He went on to express similar claims about race that he previously made through his lawyer.

“I didn’t see a black man threatening passengers. I saw a man threatening passengers–a lot of whom were people of color. A man who helped restrain Mr. Neely was a person of color,” Penny said.

What about the men who aided and abetted Penny?

Little has been said about the two men who actively assisted Penny by helping to restrain Neely, likely increasing the prospects of death. Penny said in his Law & Crime interview that one of the men was a “person of color.” But aside from that fleeting, if not irrelevant reference, neither of the two men shown on video of Penny choking Neely to death has been mentioned to the media by law enforcement.

The widely shared video from inside the subway car begins with the chokehold already fully underway as another man is shown holding down both of Neely’s arms. A second man is shown standing over them as Neely struggles, prompting the chokehold to appear to get even tighter. That’s when the man standing over them reaches down to push down Neely’s right shoulder, making it more conducive for the chokehold Neely was trying to escape.

To be sure, neither man ever attempted to stop Penny or help Neely.

After it became apparent that Neely was no longer moving, the third man who held down Neely finally stood up.

But the second man who had been holding down Neely all along appeared to continue to apply pressure to what was likely already a lifeless body. Penny similarly did not let up.
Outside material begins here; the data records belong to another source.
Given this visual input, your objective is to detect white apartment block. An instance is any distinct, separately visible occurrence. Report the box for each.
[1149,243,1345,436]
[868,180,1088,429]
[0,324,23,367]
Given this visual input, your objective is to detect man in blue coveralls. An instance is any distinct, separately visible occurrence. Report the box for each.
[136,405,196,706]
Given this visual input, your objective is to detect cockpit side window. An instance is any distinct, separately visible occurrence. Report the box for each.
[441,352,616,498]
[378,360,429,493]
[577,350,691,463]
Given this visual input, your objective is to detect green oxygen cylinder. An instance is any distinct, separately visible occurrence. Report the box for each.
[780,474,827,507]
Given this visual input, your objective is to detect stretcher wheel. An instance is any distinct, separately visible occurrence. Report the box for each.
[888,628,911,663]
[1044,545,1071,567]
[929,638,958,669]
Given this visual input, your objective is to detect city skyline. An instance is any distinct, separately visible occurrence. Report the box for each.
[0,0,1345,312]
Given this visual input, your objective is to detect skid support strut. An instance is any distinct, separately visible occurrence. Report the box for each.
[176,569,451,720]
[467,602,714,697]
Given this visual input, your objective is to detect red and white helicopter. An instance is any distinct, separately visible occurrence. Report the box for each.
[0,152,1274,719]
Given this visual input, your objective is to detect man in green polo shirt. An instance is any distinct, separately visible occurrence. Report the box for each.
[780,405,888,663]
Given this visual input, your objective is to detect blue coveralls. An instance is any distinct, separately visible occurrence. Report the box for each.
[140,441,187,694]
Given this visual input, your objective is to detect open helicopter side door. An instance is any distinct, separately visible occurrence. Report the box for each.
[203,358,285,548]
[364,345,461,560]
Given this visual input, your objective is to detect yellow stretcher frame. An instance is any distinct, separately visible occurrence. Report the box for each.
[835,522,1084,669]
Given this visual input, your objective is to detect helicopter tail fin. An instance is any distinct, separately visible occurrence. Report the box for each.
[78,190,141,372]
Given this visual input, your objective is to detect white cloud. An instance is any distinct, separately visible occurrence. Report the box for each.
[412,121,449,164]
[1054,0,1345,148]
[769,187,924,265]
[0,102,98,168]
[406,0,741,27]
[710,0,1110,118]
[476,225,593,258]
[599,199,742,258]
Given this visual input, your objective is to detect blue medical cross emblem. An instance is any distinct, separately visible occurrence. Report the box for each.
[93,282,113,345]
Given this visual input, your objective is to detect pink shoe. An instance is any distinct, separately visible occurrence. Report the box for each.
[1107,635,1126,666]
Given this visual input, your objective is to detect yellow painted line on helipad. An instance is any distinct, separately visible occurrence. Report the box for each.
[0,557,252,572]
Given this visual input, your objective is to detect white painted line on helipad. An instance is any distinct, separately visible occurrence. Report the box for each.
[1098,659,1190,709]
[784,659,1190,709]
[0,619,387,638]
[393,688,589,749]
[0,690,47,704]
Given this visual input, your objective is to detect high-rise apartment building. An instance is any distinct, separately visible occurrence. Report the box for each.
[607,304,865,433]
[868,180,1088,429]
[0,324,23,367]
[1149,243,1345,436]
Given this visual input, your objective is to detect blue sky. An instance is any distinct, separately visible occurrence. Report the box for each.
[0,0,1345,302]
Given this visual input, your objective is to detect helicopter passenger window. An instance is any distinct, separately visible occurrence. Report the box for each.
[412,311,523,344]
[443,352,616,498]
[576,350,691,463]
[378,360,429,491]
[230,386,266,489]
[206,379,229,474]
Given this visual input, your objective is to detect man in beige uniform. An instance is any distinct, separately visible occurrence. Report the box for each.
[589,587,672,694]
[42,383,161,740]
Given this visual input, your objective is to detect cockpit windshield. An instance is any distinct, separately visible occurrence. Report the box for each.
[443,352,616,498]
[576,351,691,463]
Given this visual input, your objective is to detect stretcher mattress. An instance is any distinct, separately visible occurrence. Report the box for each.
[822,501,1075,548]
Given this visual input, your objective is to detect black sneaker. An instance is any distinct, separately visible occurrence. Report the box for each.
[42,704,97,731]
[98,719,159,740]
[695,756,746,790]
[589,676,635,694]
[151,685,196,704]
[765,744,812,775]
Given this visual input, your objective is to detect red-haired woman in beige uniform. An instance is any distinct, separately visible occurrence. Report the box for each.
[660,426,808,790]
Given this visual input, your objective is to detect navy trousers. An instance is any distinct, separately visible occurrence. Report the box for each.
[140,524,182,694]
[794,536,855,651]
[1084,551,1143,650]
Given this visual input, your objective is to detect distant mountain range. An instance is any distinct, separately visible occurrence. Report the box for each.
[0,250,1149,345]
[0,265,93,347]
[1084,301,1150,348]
And that’s where the video, and presumably Neely’s life, ended.

NYC grand juries don’t always guarantee indictments

The law enforcement response to this case has been less than desired, according to critics who have pointed to the NYPD for not arresting Penny when they had the chance to in the hours after he killed Neely. But Manhattan District Attorney Alvin Bragg similarly invited scorn when he initially appeared noncommittal on the case in a response that allowed Penny the privilege of getting all his legal and personal affairs in order before he surrendered to the police on his own terms. Bragg did himself no favors, either, by declining to charge Penny and instead referring the decision to a grand jury.

But grand juries in New York City have a checkered past when it comes to cases involving vigilante violence on a subway as well as a chokehold death, both hallmarks of the allegations against Penny.
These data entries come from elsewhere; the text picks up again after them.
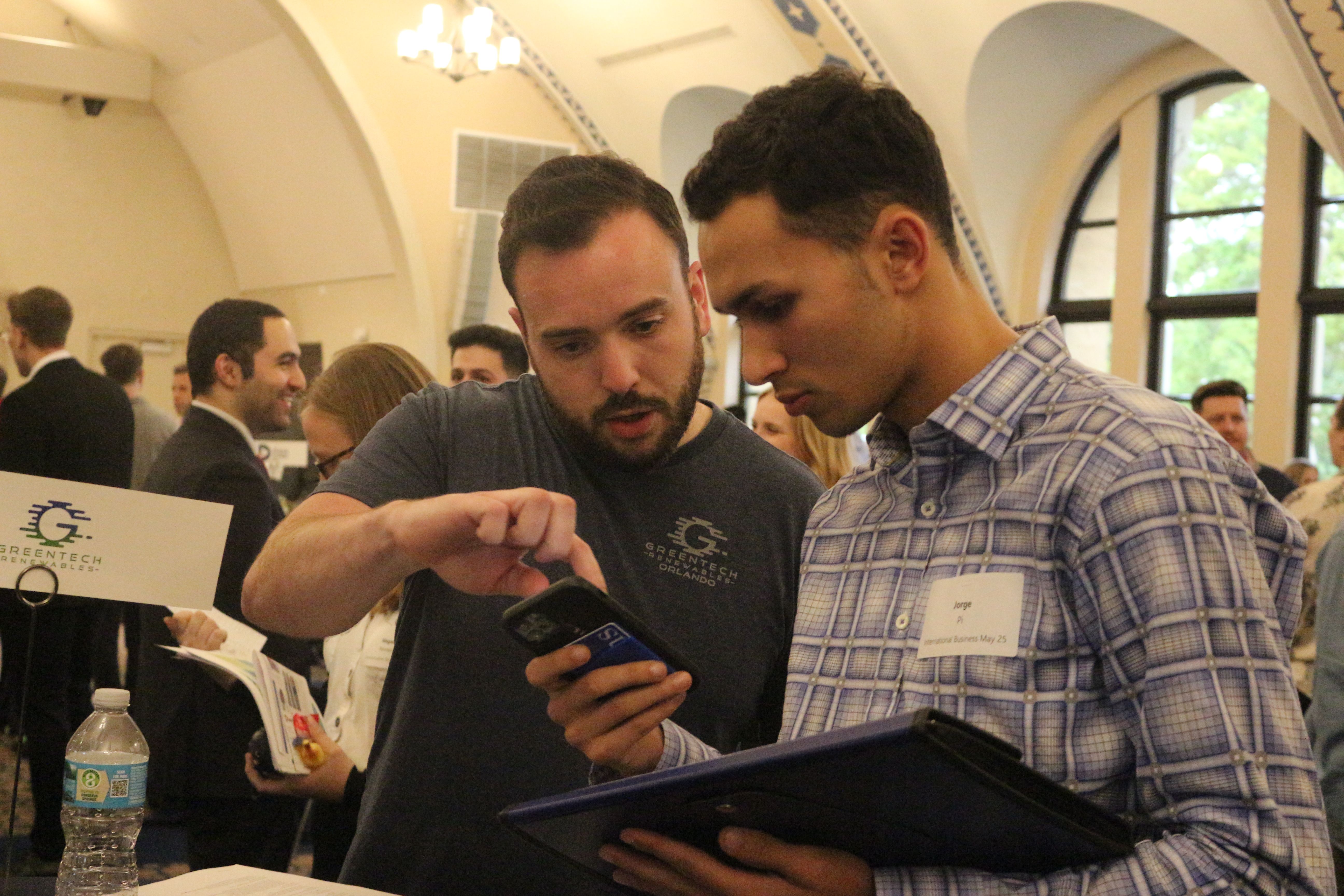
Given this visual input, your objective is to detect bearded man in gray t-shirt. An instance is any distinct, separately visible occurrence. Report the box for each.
[244,156,821,896]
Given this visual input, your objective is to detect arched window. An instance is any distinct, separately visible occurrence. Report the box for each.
[1296,141,1344,478]
[1047,136,1119,371]
[1148,73,1269,400]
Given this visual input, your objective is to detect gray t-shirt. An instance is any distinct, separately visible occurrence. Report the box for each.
[319,376,821,896]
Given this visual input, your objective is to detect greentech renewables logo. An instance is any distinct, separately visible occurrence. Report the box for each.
[19,501,93,548]
[0,500,103,572]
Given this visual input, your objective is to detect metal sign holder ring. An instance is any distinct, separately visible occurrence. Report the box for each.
[4,564,60,893]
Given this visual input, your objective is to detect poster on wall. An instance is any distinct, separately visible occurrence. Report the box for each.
[0,473,234,610]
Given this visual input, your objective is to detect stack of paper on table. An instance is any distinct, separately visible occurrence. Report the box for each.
[140,865,386,896]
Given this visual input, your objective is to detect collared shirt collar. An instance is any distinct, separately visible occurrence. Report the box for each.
[868,317,1070,466]
[191,399,258,455]
[28,348,74,380]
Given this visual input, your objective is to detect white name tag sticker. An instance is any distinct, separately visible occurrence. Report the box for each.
[916,572,1025,660]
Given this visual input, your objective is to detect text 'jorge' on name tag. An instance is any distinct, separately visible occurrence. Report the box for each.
[916,572,1024,660]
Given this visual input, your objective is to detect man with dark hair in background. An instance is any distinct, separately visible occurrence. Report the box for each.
[1189,380,1297,501]
[93,342,177,690]
[172,364,191,419]
[98,342,177,489]
[447,324,528,386]
[246,156,821,896]
[132,298,313,871]
[528,67,1333,896]
[0,286,134,874]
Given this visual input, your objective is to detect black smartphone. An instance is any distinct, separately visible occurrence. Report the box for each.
[504,575,700,690]
[247,728,285,780]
Notably, in the case of Bernhard Goetz, after the white man was charged with four counts of attempted murder for shooting four young Black men at close range on a train in 1984, a grand jury quickly declined to indict the so-called “subway vigilante” on those same charges. Instead, Goetz was only charged with criminal possession of the gun he used to shoot the teens. Another grand jury was empaneled after more evidence was presented and decided to uphold the attempted murder charges. But a judge quickly dismissed those charges by casting doubt on the shooting victims. After an extensive appeal process, including one court upholding a judge’s move to dismiss the charges, the attempted murder charges were finally reinstated. Nearly three years after the subway shooting, Goetz was acquitted of the attempted murder charges and found guilty of the gun charge.

And in the case of Eric Garner — the unarmed Black man choked to death on video in 2014 by a throng of NYPD officers trying to arrest him for the suspicion of selling loose and untaxed cigarettes, a nonviolent misdemeanor offense — a Staten Island grand jury declined to bring any criminal charges at all. The Department of Justice even opened up its own investigation before deciding against bringing federal charges against NYPD Officer Daniel Pantaleo, the ringleader of the police mob that attacked Garner.

This is America.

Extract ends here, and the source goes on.